CIVIL — REsp 2125949
Análise documental baseada na ementa oficial do Superior Tribunal de Justiça, organizada para consulta e compreensão do precedente.
Comentário editorial
Nesta leitura prática, a decisão é organizada para mostrar o que o STJ efetivamente registrou e quais dados devem ser conferidos antes de transportar o entendimento para uma situação cotidiana. O recorte processual é REsp, julgado por TERCEIRA TURMA, sob relatoria de MOURA RIBEIRO.
Para o cidadão, o ponto essencial é não tratar a ementa como uma regra automática: fatos, pedidos, fase processual e legislação aplicável precisam ser comparados com o caso concreto. Quando o julgamento repercutir em mobilidade, veículos, sanções ou direitos do condutor, essa conexão deve estar expressa no próprio texto oficial.
Pontos centrais da ementa
- CEF COMO AGENTE FINANCEIRO EM SENTIDO ESTRITO.

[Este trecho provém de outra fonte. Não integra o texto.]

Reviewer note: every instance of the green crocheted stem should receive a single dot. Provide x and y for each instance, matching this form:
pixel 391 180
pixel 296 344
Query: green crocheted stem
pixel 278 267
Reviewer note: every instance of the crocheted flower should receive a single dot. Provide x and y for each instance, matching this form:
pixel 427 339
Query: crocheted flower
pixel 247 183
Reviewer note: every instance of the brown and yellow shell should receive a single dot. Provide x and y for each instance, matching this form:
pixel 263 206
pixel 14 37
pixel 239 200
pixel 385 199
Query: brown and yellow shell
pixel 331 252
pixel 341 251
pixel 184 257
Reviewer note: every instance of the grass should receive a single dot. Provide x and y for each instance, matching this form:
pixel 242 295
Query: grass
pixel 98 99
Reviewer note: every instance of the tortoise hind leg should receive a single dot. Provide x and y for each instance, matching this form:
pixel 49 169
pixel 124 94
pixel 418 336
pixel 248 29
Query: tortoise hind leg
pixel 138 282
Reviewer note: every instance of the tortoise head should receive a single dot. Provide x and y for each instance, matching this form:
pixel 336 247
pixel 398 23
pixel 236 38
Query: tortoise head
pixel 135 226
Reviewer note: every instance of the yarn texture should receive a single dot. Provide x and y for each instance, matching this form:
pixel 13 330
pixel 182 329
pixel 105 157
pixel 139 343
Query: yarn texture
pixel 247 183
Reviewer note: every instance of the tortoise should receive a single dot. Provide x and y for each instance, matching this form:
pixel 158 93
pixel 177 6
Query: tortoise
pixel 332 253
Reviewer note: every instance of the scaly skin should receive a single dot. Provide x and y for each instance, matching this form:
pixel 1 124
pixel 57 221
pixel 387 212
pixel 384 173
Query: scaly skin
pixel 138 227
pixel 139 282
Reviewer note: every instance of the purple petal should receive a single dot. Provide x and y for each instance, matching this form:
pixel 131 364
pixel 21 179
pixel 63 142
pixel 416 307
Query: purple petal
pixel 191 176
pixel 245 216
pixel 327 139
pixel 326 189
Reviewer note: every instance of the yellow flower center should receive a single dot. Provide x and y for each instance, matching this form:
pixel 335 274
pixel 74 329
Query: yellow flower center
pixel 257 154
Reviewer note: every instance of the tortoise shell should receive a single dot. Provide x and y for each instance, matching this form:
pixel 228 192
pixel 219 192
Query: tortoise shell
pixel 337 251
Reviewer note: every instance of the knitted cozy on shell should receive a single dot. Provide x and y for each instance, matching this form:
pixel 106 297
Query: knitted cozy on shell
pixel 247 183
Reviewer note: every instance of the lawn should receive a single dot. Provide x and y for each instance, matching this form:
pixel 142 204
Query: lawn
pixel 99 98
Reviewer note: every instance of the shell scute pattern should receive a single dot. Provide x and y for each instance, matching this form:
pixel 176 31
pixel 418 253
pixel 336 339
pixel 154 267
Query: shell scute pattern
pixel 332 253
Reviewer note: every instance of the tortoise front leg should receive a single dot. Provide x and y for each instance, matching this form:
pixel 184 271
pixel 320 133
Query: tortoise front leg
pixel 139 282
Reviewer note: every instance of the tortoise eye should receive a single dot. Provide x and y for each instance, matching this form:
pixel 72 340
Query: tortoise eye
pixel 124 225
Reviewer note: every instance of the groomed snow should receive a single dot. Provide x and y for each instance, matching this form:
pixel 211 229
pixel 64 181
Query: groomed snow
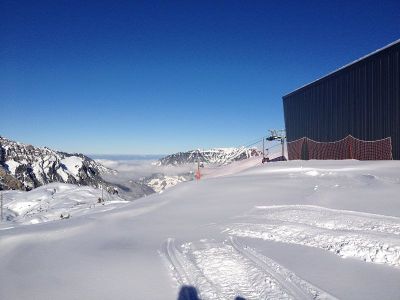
pixel 287 230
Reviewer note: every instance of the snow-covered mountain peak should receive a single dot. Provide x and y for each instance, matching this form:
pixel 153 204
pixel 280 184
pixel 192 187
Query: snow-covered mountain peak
pixel 214 156
pixel 25 167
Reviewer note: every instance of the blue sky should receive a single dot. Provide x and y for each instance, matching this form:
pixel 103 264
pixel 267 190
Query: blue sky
pixel 135 77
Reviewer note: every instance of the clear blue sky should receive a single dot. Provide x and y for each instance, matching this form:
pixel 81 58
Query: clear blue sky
pixel 134 77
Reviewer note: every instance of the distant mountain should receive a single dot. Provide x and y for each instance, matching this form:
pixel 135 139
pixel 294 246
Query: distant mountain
pixel 218 156
pixel 26 167
pixel 159 182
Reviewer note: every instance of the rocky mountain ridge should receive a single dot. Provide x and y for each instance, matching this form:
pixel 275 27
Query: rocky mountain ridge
pixel 26 167
pixel 217 156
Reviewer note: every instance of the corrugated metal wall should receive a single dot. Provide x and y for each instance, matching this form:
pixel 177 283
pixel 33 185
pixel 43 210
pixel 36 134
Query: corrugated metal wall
pixel 362 99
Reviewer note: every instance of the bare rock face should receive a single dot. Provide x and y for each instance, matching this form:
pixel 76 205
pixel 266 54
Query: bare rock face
pixel 26 167
pixel 218 156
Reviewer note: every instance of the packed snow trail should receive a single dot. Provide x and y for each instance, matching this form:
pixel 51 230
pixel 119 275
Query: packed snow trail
pixel 372 238
pixel 226 270
pixel 329 218
pixel 296 287
pixel 115 254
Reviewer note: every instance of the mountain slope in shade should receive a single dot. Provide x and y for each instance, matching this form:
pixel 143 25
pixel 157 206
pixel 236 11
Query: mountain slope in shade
pixel 217 156
pixel 26 167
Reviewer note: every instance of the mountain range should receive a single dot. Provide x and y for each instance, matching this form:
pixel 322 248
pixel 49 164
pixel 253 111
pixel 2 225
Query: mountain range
pixel 26 167
pixel 217 156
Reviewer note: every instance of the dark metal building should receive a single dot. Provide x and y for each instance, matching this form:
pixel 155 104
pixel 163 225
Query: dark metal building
pixel 361 99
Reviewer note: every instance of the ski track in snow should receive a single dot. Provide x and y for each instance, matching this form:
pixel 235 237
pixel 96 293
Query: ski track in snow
pixel 230 269
pixel 369 237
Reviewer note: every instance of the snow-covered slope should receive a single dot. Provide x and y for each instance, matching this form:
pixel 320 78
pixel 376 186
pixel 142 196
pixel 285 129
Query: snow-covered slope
pixel 287 230
pixel 159 182
pixel 55 201
pixel 26 167
pixel 217 156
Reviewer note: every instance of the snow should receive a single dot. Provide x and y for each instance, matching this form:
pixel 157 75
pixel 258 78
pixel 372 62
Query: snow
pixel 73 164
pixel 12 165
pixel 285 230
pixel 49 202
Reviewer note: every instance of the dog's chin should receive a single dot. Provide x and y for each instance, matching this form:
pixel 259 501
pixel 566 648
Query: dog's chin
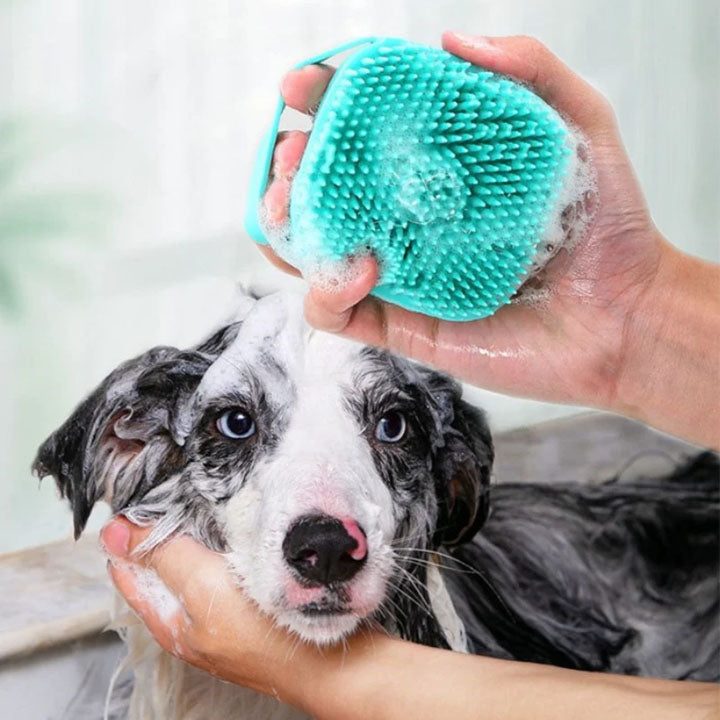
pixel 321 628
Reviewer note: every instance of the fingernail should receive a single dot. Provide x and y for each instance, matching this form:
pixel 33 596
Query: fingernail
pixel 477 42
pixel 115 538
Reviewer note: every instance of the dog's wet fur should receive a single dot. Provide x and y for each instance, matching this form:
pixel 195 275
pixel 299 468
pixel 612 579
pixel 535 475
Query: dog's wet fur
pixel 619 577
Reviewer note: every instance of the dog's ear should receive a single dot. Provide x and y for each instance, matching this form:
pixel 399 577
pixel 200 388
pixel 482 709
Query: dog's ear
pixel 463 466
pixel 124 438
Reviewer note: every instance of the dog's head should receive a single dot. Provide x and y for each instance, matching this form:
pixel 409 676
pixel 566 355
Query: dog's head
pixel 326 471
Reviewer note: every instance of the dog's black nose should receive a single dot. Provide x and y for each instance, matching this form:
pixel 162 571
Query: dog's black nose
pixel 325 550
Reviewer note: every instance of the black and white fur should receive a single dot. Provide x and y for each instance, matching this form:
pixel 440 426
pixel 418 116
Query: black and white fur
pixel 617 577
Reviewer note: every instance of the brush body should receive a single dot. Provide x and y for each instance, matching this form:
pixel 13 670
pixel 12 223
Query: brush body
pixel 452 176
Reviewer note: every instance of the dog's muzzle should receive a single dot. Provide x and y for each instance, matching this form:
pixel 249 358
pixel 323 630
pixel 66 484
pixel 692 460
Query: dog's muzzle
pixel 325 550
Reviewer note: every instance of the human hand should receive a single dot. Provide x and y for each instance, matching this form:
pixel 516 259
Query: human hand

- RESPONSABILIDADE SOLIDÁRIA POR DANOS EXTRACONTRATUAIS.
- O acórdão recorrido assentou, com base no contrato e nas circunstâncias do caso, a atuação da CEF como agente financeiro em sentido estrito, limitando sua responsabilidade à restituição dos valores por ela recebidos e afastando solidariedade por danos extracontratuais decorrentes do atraso da obra.
- Não há que se falar em omissão ou ausência de fundamentação quando o julgado procede ao exame explícito da tese nuclear relativa ao papel da CEF e à delimitação de sua responsabilidade.
Resultado indicado
Recurso especial não provido.
Ementa oficial
CIVIL. PROCESSUAL CIVIL. RECURSO ESPECIAL. ATRASO NA ENTREGA DA OBRA. CEF COMO AGENTE FINANCEIRO EM SENTIDO ESTRITO. RESPONSABILIDADE SOLIDÁRIA POR DANOS EXTRACONTRATUAIS. INEXISTÊNCIA. NEGATIVA DE PRESTAÇÃO JURISDICIONAL. NÃO OCORRÊNCIA. DISSÍDIO JURISPRUDENCIAL NÃO CARACTERIZADO. RECURSO NÃO PROVIDO. 1. O acórdão recorrido assentou, com base no contrato e nas circunstâncias do caso, a atuação da CEF como agente financeiro em sentido estrito, limitando sua responsabilidade à restituição dos valores por ela recebidos e afastando solidariedade por danos extracontratuais decorrentes do atraso da obra. 2. Não há que se falar em omissão ou ausência de fundamentação quando o julgado procede ao exame explícito da tese nuclear relativa ao papel da CEF e à delimitação de sua responsabilidade. 3. Carece sustentação o dissídio jurisprudencial quando ausente cotejo analítico e identidade fático-jurídica entre os paradigmas e o acórdão recorrido, não se prestando a mera transcrição de ementas a caracterizar divergência específica. 4. Recurso especial não provido.
Referências legislativas
[]
Fonte e transparência
Conteúdo documental proveniente do conjunto oficial de dados abertos do STJ. Consulte também a pesquisa de jurisprudência do STJ e o arquivo oficial de origem deste registro.
Aviso: este material tem finalidade informativa e documental. Não constitui parecer jurídico nem garante aplicação do entendimento a outro processo.